Une mouvance écologiste plus forte

Auteur : Pascal Buléon


Le vote écologiste est plus hétérogène que d'autres familles politiques. Le clivage droite/gauche le traverse. Sous un même vocable coexistent des regroupements de défense des animaux, rares mais présents, et des formations qui ont des projets politiques d'ampleur diverses, mais qui associent l'environnement à des questions de politique générale. Il s'ensuit que plus que d'autres votes, le vote écologiste ne se prête pas à une interprétation simple.

Dès la fin des années 1970, le vote écologiste perce dans plusieurs départements de l'Ouest. Plusieurs sensibilités convergent : l'irruption de l'inquiétude face aux problèmes de l'environnement, considéré comme un problème politique. Cette option entre mal dans le partage d'influence politique classique entre partis et Droite/Gauche, ou même la récuse. Le prolongement des radicalisations des années 1960 et 1970 : s'il n'est pas très éloigné des préoccupations de la sensibilité précédente, il en diffère sur un point essentiel : héritant d'une part des courants radicaux, il s'oppose à la Droite et se défie de la Gauche institutionnelle, petits et grands partis confondus.

Le processus même du changement de comportement électoral, d'une fraction jeune de l'électorat numériquement importante, de l'homogénéisation nationale, produit des turbulences d'influences et d'attirances qui favorisent un courant écologiste aux contours flous.

Le phénomène est considérablement renforcé dans la fin des années 1970 par les conflits d'opinion importants autour de l'installation de nouvelles centrales nucléaires, d'extension du seul Centre de retraitement de déchet en France, et de l'importation pour retraitement de déchets étrangers.

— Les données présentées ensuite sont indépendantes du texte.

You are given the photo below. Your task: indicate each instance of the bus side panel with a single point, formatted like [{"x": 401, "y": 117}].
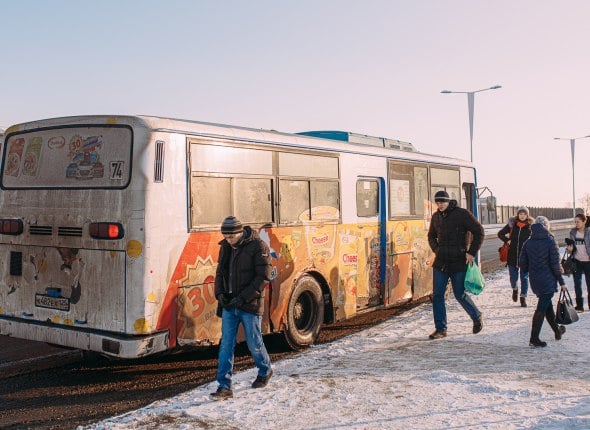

Les conflits autour des projets de Plogoff dans le Finistère, du Pellerin en Loire-Atlantique, de Flamanville, Barfleur dans la Manche, l'extension du Centre de retraitement de la Hague, ont ponctué la deuxième partie des années 1970. Ils ont sensibilisé non seulement une fraction très importante de la jeunesse scolarisée et estudiantine, mais également des couches de salariés urbains et de populations rurales. Les motivations étaient diverses et des couches sociales très différentes ont été sensibilisées à ces questions.

Dans le même temps, une fraction de l'électorat urbain dans les grandes villes, cela devient patent lors des Municipales de 1977, remet en cause la façon dont les questions de cadre de vie ne sont pas traitées. Les deux préoccupations convergent, des mouvements d'opinion se lient, se disputent, mais créent une sensibilité politique qui se diffuse.

Ainsi lors des présidentielles de 1981, la plupart des départements de l'Ouest, hormis la Sarthe sont dans le premier quart des départements français des meilleurs votes recueillis par la candidature Brice Lalonde. En 1984, la liste Europe Écologie recueille quelques-uns uns de ses meilleurs résultats dans l'Ouest. Le département de la Manche se confirmant toujours être un point fort.

La sensibilité écologiste s'affirme essentiellement dans des élections locales ou sans enjeu de gouvernement. Dans les scrutins législatifs, l'enjeu de gouvernement écrase le désir d'affirmer des opinions. Ce phénomène dit "vote utile" n'est pas spécifique aux écologistes, il a concerné, tout au long des années 1970 et 1980, les petites listes. C'est l'effet du mode du scrutin uninominal à deux tours et de la forte bipolarisation Droite/Gauche. Il maintiendra le vote écologiste à un niveau plus faible dans les élections nationales que dans les autres pays d'Europe de l'Ouest au même moment.

Ce phénomène montrera son revers à la fin des années 1980. Le revers est particulièrement coûteux pour les grandes formations. Le Parti Socialiste en paie le prix fort, mais les principaux partis de Droite n'en sont pas exempts. La confiance de l'électorat dans les partis traditionnels s'étant très largement effondrée, le mécanisme du "vote utile" est grippé ; s'y substituent une forte abstention, une forte volatilité du vote d'une élection à une autre et la poussée de votes qui expriment différentes formes de désarroi et de mécontentement. Les écologistes ont été une des principales formes, symétriquement opposée au Front National de ce mouvement d'opinion. Le vote utile s'est alors inversé. "L'utilité" du vote pour les grands partis n'apparaît plus aussi forte, il apparaît au contraire utile de marquer sa préférence pour de nouvelles formations, de nouvelles personnes. La fin des années 1980, à compter de 1988 et le début des années 1990, verront ainsi les écologistes réaliser fréquemment des scores entre 5 et 10 % et dépassant les 10 % à leurs meilleurs moments.